Pyschology of Conservatism

Excerpt #109 from my book, Religion, An Obstacle to Human Progress 

Four researchers (Assistant Professor Jack Glaser of the University of California; Berkeley’s Goldman School of Public Policy and Visiting Professor Frank Sulloway of UC Berkeley; lead author, Associate Professor John Jost of Stanford University’s Graduate School of Business; and Professor Arie Kruglanski of the University of Maryland at College Park) culled through 50 years of research literature about the psychology of conservatism.

The final report demonstrates that at the core of political conservatism is resistance to change and a tolerance for inequality.

Some of the common psychological factors linked to political conservatism include:

Conservatism 1

Fear and aggression

Dogmatism and intolerance of ambiguity

Uncertainty avoidance

Need for cognitive closure

Terror management

“From our perspective, these psychological factors are capable of contributing to the adoption of conservative ideological contents, either independently or in combination,” the researchers wrote in an article “Political Conservatism as Motivated Social Cognition,” published in the American Psychological Association’s Psychological Bulletin.

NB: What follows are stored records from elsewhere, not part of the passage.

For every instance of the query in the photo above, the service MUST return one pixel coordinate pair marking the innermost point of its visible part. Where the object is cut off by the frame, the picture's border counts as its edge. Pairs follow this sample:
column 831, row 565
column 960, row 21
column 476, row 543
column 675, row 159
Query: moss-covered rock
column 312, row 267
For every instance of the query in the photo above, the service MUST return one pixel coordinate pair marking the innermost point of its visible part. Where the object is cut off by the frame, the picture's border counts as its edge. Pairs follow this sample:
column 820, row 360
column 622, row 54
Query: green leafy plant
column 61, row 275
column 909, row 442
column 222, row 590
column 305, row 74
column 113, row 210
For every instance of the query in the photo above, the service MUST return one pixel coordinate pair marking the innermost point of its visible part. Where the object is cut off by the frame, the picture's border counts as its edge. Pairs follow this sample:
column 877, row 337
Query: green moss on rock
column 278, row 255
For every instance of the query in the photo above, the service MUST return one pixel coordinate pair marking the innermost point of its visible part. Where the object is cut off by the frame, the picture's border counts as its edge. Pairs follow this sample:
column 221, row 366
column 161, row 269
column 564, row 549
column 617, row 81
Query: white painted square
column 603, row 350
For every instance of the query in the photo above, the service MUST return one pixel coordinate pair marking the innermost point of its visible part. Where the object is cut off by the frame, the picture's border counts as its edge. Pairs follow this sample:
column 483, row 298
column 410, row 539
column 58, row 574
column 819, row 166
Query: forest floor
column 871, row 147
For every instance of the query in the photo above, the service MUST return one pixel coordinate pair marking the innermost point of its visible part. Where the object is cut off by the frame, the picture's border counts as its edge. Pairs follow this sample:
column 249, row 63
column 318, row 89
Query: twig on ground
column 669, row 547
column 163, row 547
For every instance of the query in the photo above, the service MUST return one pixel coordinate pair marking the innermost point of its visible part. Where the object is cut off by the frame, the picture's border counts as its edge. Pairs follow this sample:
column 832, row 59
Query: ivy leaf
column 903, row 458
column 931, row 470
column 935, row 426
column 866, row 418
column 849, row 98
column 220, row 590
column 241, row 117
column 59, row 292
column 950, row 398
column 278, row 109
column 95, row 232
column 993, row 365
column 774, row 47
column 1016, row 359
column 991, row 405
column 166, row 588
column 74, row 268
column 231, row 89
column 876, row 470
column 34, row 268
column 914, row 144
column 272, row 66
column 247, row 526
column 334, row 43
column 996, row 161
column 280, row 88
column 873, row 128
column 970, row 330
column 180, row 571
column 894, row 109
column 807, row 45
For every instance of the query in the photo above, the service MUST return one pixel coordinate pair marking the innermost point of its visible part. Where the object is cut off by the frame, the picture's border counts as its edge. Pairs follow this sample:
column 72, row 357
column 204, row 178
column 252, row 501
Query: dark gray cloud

The psychologists sought patterns among 88 samples, involving 22,818 participants, taken from journal articles, books, and conference papers.

The material originating from 12 countries included speeches and interviews given by politicians, opinions, and verdicts rendered by judges, as well as experimental, field, and survey studies.

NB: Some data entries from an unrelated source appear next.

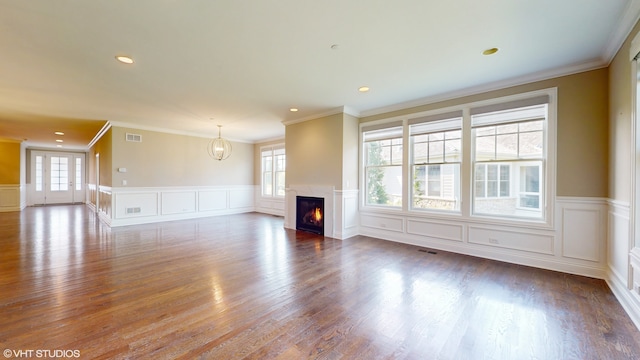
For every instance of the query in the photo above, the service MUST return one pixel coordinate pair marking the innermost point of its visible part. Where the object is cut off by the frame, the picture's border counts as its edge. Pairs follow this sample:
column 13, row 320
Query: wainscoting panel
column 241, row 198
column 212, row 200
column 10, row 198
column 135, row 204
column 148, row 205
column 346, row 213
column 512, row 239
column 440, row 230
column 568, row 245
column 581, row 233
column 268, row 205
column 383, row 222
column 619, row 244
column 179, row 202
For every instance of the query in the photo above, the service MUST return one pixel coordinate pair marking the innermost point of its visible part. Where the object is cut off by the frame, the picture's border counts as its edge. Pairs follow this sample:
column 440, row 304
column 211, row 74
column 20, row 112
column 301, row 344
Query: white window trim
column 271, row 148
column 466, row 180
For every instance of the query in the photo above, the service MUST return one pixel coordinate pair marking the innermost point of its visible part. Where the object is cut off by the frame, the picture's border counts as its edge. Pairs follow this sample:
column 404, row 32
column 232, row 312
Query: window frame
column 378, row 135
column 273, row 172
column 548, row 166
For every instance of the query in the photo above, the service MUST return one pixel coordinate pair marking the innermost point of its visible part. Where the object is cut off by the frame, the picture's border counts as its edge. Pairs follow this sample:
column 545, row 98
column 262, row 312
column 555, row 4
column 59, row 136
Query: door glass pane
column 78, row 174
column 39, row 175
column 59, row 173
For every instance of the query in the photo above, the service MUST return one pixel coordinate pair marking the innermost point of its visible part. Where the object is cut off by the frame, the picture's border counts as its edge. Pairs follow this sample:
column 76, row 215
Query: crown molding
column 498, row 85
column 172, row 131
column 627, row 21
column 99, row 135
column 338, row 110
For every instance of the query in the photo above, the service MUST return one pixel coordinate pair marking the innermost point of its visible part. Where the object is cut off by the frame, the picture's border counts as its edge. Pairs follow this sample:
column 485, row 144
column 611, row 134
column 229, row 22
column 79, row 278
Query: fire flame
column 317, row 215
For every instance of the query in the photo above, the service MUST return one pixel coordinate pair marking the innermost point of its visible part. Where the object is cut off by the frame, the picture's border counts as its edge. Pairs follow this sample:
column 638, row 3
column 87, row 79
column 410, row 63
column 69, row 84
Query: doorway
column 57, row 178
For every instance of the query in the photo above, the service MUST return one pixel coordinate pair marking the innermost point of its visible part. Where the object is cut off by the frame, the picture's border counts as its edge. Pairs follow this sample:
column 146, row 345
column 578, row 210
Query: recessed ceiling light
column 490, row 51
column 124, row 59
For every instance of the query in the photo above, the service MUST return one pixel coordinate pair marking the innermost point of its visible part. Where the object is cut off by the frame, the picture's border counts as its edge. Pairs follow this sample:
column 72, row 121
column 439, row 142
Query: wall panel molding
column 155, row 204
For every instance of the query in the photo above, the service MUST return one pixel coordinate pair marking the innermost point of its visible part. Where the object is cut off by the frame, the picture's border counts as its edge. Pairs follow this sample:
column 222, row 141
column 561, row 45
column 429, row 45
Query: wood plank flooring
column 242, row 286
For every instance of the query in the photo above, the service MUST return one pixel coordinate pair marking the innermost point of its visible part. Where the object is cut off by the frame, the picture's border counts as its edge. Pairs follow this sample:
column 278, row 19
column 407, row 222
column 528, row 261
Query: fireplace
column 310, row 214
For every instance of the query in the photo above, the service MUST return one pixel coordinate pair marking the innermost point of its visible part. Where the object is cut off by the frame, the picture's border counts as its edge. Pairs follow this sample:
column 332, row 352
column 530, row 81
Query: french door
column 57, row 178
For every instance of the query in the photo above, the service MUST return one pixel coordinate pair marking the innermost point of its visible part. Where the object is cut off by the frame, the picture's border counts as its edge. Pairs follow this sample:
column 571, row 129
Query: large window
column 273, row 171
column 383, row 166
column 492, row 158
column 508, row 156
column 436, row 153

According to Glaser, ten meta-analytic calculations performed on the material, which included various types of literature and approaches from different countries and groups, yielded consistent, common threads.

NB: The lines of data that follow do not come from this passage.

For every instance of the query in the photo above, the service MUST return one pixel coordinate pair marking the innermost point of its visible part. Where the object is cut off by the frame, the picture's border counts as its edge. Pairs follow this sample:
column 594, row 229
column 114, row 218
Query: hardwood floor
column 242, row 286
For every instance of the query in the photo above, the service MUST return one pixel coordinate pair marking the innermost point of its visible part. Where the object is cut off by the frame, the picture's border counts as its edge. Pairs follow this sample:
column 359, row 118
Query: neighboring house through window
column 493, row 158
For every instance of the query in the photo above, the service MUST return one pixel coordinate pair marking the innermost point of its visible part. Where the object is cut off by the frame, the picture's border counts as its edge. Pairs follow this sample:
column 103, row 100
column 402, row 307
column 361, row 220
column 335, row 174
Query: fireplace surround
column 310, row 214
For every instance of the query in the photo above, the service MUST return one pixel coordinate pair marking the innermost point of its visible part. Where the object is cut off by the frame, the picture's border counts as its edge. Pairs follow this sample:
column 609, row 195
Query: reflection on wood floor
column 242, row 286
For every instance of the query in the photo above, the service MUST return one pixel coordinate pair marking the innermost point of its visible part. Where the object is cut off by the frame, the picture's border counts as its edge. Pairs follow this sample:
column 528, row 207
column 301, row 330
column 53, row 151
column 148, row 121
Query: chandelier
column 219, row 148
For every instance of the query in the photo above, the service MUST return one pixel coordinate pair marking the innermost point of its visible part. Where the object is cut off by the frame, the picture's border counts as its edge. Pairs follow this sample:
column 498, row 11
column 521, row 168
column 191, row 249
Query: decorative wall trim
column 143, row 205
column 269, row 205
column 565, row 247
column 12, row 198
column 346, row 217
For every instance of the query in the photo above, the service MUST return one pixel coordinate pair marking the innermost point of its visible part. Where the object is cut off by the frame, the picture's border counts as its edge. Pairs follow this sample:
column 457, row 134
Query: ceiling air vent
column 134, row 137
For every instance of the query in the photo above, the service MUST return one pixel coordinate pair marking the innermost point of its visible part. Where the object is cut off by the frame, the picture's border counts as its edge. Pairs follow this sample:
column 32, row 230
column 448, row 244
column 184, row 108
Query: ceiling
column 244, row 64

Avoidance of uncertainty, for example, as well as striving for certainty, are particularly tied to one key dimension of conservative thought — resistance to change or hanging onto the status quo.

The terror management feature of conservatism can be seen in post-Sept. 11 America, where many people appear to shun and even punish outsiders and those who threaten the status of cherished world views.

Concerns with fear and threat, likewise, can be linked to a second key dimension of conservatism — an endorsement of inequality, a view reflected in the Indian caste system, South African apartheid, and the conservative, segregationist politics of the late Sen. Strom Thurmond (R-South S.C.).

Disparate conservatives share a resistance to change and acceptance of inequality, the authors said.

Hitler, Mussolini, and former President Ronald Reagan were individuals, but all were right-wing conservatives because they preached a return to an idealized past and condoned inequality in some form.

While most people resist change, Glaser said, liberals appear to have a higher tolerance for change than conservatives.

As for conservatives’ penchant for accepting inequality, one contemporary example is liberals’ general endorsement of extending rights and liberties to disadvantaged minorities such as gays and
lesbians, compared to conservatives’ opposing position.

The researchers said that conservative ideologies, like virtually all belief systems, develop in part because they satisfy some psychological needs, but that “does not mean that conservatism is pathological or that conservative beliefs are necessarily false, irrational, or unprincipled.”

They also stressed that their findings are not judgmental.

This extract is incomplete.